Researchers from the controversial Spectrum 10K project – which looks to examine the genetics and “environmental factors” behind autism – have told investigative journalist Liam O’Dell they can “cannot continue to respond” to his enquiries.

O’Dell contacted academics after Freedom of Information (FOI) requests revealed they were telling NHS Trusts to hand over responses for them to “review” before sending them to requesters.

In an email obtained by this website, a representative from Spectrum 10K wrote: “We have been contacted by a number of NHS sites who are receiving [FOI] requests about Spectrum 10K.

“We are happy to provide support and have asked that any sites that receive an FOI request send us their redacted response to us to review before release.
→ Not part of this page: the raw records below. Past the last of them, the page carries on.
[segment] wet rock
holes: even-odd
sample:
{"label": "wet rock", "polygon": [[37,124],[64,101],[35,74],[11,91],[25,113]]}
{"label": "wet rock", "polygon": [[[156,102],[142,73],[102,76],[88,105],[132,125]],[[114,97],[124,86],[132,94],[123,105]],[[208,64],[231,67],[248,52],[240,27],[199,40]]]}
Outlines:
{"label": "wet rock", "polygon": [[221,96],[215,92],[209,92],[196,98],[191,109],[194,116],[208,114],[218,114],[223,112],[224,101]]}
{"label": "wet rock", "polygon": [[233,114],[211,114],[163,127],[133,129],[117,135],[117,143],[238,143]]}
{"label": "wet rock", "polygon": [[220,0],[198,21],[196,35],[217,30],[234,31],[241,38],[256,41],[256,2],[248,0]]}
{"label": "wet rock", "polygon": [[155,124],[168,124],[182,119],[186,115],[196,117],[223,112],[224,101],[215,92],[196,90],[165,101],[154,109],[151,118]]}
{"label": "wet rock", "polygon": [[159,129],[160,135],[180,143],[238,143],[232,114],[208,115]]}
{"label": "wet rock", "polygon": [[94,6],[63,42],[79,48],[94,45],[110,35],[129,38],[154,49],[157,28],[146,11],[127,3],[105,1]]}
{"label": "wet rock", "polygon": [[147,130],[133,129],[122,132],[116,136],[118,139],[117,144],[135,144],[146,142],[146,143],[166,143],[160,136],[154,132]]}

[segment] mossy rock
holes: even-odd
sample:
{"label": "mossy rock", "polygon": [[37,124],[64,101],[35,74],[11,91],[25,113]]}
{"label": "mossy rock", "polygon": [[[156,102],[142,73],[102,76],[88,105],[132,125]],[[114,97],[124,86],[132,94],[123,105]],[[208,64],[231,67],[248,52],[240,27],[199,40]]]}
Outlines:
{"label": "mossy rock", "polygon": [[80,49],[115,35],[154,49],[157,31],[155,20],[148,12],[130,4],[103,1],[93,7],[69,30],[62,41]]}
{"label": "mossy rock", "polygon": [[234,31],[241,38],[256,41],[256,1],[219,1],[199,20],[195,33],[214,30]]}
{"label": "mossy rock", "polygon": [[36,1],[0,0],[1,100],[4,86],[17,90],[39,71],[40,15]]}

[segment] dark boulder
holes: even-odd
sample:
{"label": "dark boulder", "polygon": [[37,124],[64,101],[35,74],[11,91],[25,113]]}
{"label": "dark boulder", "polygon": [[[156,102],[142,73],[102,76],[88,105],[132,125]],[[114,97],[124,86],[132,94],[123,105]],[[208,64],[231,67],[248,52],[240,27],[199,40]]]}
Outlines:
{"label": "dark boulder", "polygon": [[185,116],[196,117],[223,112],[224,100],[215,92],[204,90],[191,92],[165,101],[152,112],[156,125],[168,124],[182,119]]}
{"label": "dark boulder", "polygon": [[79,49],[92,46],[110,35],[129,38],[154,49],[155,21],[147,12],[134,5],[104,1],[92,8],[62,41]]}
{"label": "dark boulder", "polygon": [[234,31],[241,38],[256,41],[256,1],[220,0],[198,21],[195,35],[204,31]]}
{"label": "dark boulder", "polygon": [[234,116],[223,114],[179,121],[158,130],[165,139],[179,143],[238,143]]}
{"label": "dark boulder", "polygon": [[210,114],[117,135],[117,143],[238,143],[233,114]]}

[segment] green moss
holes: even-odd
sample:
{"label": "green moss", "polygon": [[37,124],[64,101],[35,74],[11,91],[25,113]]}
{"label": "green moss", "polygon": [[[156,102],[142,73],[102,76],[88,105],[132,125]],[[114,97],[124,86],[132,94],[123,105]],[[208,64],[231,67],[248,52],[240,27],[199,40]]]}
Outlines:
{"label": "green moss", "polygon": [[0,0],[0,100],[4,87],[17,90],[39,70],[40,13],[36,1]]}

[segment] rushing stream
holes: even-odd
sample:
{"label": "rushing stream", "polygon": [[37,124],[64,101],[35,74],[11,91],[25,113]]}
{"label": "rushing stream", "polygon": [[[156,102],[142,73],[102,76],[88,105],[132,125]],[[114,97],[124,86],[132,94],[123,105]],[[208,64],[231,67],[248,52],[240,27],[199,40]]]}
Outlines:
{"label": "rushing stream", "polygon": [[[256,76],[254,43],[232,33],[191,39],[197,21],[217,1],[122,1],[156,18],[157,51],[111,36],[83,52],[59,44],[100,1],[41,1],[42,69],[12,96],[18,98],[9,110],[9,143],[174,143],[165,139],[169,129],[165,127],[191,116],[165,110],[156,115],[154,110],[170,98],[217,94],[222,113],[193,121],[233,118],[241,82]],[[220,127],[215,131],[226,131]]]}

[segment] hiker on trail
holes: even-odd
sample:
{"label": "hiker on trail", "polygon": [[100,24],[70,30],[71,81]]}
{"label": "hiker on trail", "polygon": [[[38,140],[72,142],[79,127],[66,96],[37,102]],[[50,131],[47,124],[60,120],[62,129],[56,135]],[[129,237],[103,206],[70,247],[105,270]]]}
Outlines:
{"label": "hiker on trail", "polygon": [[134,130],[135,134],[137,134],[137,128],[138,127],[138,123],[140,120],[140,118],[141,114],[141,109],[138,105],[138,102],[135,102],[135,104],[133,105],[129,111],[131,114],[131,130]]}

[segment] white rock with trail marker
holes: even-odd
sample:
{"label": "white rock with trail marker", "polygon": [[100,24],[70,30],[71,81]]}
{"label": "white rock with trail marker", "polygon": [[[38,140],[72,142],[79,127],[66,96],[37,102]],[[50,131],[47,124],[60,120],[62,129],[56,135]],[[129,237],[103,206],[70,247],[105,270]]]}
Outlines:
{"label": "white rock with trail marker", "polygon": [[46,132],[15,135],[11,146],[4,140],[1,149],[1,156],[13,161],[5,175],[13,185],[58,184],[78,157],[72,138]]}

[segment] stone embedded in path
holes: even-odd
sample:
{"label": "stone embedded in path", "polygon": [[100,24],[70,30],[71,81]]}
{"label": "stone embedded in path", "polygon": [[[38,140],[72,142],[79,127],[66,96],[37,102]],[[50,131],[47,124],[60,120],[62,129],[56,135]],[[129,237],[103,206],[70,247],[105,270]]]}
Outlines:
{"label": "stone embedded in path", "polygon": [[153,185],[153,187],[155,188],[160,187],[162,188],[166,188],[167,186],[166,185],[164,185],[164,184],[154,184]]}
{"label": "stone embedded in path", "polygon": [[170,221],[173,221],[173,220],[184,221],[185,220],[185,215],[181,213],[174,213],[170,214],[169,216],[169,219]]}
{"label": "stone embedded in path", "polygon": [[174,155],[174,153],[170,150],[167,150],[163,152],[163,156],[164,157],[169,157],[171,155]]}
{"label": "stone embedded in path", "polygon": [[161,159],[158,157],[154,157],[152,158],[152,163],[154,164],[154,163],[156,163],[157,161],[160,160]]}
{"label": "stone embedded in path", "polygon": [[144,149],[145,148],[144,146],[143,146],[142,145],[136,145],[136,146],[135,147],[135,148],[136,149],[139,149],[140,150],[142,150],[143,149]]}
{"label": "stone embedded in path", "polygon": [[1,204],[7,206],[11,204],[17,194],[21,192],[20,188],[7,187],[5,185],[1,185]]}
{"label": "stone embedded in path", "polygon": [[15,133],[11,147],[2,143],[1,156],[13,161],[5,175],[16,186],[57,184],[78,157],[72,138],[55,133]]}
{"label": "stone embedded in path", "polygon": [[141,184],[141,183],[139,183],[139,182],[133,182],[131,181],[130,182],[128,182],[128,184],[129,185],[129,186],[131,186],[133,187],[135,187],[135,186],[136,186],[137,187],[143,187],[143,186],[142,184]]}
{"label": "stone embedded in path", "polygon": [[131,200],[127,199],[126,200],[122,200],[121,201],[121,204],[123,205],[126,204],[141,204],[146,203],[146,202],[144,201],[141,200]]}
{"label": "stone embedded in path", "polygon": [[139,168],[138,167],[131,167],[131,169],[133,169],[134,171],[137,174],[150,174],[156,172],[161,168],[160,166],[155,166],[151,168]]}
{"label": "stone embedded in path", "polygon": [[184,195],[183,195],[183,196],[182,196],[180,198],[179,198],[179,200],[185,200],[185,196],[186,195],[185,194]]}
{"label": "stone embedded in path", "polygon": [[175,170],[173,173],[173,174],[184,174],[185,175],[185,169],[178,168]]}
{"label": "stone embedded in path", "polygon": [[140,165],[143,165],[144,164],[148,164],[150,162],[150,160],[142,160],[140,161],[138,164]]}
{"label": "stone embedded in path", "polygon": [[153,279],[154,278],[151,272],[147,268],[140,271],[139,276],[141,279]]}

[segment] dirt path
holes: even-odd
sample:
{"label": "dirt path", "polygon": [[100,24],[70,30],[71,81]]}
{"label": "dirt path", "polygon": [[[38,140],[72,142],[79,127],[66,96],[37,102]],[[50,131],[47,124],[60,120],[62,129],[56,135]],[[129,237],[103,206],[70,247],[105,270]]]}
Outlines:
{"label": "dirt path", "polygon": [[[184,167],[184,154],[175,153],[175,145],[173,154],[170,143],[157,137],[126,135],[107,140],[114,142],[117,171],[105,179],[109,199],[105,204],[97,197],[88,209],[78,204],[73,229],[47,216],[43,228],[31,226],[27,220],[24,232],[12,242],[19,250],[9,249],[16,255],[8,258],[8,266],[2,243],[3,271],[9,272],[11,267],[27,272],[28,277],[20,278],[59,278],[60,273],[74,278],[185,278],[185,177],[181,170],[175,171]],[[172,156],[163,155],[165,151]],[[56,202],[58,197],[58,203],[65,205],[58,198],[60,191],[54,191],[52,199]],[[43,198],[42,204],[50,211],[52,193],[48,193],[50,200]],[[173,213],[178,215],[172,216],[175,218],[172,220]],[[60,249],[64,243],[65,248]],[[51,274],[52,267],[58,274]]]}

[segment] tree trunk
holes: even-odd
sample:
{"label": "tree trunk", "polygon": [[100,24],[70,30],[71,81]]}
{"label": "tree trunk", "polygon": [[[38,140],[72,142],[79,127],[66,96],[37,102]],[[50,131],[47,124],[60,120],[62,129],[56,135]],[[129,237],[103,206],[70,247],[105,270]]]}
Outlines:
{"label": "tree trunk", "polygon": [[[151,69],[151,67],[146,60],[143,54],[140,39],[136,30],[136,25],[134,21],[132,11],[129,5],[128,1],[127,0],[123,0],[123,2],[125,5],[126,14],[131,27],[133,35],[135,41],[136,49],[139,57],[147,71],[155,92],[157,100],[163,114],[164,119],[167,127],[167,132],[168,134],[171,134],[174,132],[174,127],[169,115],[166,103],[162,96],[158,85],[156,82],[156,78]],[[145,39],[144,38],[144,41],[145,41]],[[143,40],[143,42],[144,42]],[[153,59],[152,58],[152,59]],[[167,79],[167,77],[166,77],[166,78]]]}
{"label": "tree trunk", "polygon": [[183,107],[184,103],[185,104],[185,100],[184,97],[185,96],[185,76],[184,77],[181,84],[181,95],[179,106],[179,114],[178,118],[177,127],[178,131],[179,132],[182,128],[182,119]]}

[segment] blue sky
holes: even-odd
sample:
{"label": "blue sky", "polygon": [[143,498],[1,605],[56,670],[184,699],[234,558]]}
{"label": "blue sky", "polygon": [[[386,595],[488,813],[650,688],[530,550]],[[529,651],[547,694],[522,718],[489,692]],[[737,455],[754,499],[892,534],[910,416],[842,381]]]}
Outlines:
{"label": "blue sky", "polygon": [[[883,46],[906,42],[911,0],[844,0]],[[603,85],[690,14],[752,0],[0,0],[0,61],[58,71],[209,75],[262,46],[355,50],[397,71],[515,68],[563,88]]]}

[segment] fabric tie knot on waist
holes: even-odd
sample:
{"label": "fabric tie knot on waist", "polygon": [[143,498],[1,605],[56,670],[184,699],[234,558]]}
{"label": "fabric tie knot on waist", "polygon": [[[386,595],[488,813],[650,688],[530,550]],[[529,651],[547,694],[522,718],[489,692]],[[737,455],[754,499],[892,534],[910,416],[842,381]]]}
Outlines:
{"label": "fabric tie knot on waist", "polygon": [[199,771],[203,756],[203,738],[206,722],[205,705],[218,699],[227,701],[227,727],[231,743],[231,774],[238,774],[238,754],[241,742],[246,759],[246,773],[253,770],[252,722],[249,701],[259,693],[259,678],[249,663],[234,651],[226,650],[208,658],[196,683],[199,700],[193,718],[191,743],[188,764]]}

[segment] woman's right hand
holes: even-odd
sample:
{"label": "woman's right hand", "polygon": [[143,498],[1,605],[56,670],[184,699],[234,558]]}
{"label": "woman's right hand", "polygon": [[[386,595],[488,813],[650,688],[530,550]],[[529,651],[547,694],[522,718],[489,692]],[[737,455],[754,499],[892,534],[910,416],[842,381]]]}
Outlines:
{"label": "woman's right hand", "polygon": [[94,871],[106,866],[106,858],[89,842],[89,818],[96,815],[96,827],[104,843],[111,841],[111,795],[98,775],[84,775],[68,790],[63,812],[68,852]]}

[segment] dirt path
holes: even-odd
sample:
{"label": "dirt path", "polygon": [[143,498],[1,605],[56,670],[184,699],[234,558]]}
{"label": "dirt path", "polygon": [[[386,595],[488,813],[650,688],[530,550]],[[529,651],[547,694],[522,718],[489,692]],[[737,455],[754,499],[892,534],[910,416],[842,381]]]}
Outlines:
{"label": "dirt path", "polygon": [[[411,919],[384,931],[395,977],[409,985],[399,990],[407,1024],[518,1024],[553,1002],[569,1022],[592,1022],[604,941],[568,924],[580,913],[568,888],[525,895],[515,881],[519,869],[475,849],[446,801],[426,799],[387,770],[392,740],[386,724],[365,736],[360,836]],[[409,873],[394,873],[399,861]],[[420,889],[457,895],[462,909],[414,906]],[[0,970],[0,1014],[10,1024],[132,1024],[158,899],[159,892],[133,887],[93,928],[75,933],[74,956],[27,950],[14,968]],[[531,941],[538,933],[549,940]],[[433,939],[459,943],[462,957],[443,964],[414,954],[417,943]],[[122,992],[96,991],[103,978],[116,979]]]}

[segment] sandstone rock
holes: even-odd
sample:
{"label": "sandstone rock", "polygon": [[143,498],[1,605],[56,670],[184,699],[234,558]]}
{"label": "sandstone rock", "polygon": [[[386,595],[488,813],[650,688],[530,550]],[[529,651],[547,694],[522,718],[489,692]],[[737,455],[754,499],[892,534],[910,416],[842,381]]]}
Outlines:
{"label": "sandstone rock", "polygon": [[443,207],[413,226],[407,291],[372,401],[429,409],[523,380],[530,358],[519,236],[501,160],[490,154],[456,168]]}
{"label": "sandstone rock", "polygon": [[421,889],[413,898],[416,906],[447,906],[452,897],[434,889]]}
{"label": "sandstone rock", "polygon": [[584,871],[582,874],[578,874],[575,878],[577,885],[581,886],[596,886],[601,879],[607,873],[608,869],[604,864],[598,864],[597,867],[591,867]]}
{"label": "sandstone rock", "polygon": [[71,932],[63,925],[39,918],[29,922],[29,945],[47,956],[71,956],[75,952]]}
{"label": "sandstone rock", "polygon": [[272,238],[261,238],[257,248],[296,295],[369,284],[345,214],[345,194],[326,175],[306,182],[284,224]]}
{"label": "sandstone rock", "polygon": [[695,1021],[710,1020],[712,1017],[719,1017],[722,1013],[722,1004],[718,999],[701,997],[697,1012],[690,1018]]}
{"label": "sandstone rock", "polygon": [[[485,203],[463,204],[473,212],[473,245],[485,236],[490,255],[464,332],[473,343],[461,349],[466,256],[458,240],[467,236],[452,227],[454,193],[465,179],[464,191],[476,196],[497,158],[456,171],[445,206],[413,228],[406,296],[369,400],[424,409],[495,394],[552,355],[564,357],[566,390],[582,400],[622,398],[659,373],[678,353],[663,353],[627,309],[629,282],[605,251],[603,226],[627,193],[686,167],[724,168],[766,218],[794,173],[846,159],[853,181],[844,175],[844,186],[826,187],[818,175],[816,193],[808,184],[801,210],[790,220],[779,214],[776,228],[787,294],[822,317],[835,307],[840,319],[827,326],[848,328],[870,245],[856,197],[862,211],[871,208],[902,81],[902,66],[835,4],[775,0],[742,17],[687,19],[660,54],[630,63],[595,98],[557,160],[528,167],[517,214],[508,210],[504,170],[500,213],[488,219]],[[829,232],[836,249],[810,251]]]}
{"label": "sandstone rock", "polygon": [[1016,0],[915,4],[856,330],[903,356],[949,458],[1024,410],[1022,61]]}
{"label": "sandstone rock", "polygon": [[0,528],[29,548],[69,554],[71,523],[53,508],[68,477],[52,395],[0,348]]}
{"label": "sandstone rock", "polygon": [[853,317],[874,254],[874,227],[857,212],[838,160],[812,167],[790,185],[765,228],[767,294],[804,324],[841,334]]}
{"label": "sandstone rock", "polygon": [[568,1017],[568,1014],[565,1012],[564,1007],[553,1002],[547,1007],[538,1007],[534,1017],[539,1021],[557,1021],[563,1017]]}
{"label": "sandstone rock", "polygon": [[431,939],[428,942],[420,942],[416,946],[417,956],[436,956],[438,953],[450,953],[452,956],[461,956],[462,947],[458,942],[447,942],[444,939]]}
“With this in mind we would like to stress that our team needs time to complete the response review, and ask that any site which receives a FOI request to let us know as soon as you receive it so there is sufficient time to review before the FOI release deadline.”

This is despite advice from the Information Commissioner’s Office – who oversee enforcement of the Freedom of Information Act – stating that while it is “good practice” for public authorities to notify third parties about plans to disclose information affecting them “where it is reasonable to do so”, the duty to release documents “lies with the public authority”.

“Although the third party may refuse consent to release this information, any refusal would not be binding on the public authority,” the guidance reads.

It is not known whether Spectrum 10K has rejected or refused a response upon review.

When O’Dell posed this question to the research team on Monday, they replied on Thursday and said: “Since October 2021, we have responded to all of your journalist requests. We are a small team and this takes a lot of time.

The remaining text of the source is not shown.